The multi-agent approach is not for complexity's sake but mirrors real-world production steps: scripting, pagination, drawing, narration, pacing, and review.
This has implications for scientific content generation. Thesis explanation videos or experimental demos can follow the "semantic blueprint -> code -> render -> sync" path rather than relying on black-box video models.

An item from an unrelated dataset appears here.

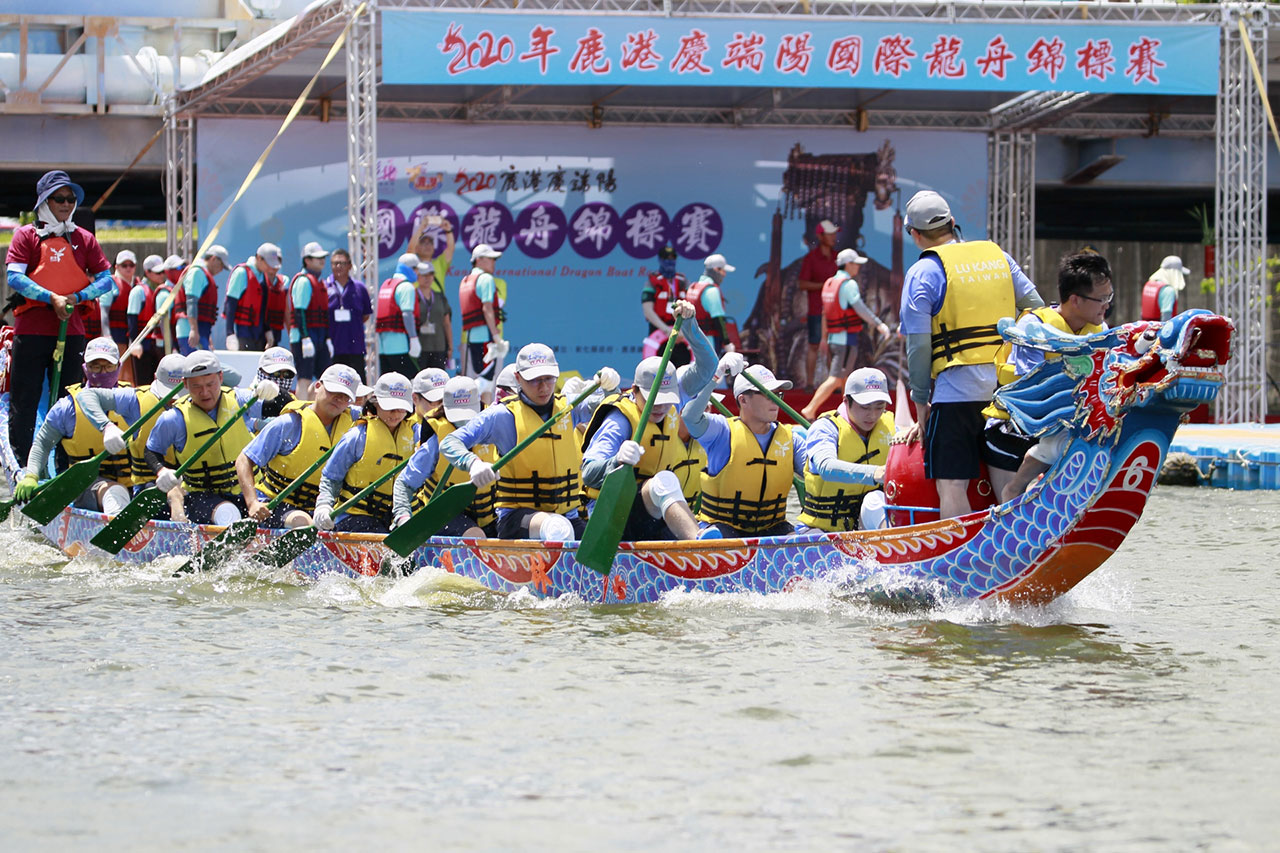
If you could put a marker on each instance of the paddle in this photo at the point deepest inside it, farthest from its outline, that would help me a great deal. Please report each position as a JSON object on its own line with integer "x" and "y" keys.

Limitations & Future Work¶

Evaluation primarily relies on GPT-5.2 scoring and expert consistency; final educational impact requires long-term metrics such as learner performance and retention.
While excellent for animations and conceptual visualization, the code-centric paradigm may struggle with real-world lab footage, human-centric teaching, or highly realistic cinematic shots.
Qwen3-32B's code generation depends on 3735 human-annotated pairs and high compute; migrating to other animation frameworks or low-resource languages remains costly.
Engineering metrics like agent failure rates or specific layout conflict resolution rates were not detailed, which would be beneficial for replication.

vs E2E Video Generation: Sora 2 generates pixels directly but is a black box unsuitable for long courses. TeachMaster trades some visual realism for structural control and editability.
vs AI Slide Systems: Traditional systems often generate static content or short silent clips. TeachMaster integrates script, animation, narration, and synchronized video into a complete course.
vs Software Agents: Agents mimicking manual editing require vast trajectory data. TeachMaster generates structured code, offering a more constrained and debuggable action space.
vs Code2Video: While prior work used code for specific diagrams, TeachMaster expands this into a multi-agent production line for full courses with real-world cost data.

Rating¶

Novelty: ⭐⭐⭐⭐☆ The code-centric approach is known, but the systematic "Generative Teaching" pipeline and deployment scale are highly innovative.
Experimental Thoroughness: ⭐⭐⭐⭐☆ Includes multi-dimensional metrics, human consistency, and deployment stats, though modular ablations could be more detailed.
Writing Quality: ⭐⭐⭐⭐☆ Clearly defines motivation and pipeline; data effectively supports the efficiency arguments.
Value: ⭐⭐⭐⭐⭐ Highly valuable for educational production and editable multimodal generation, particularly for large-scale online learning.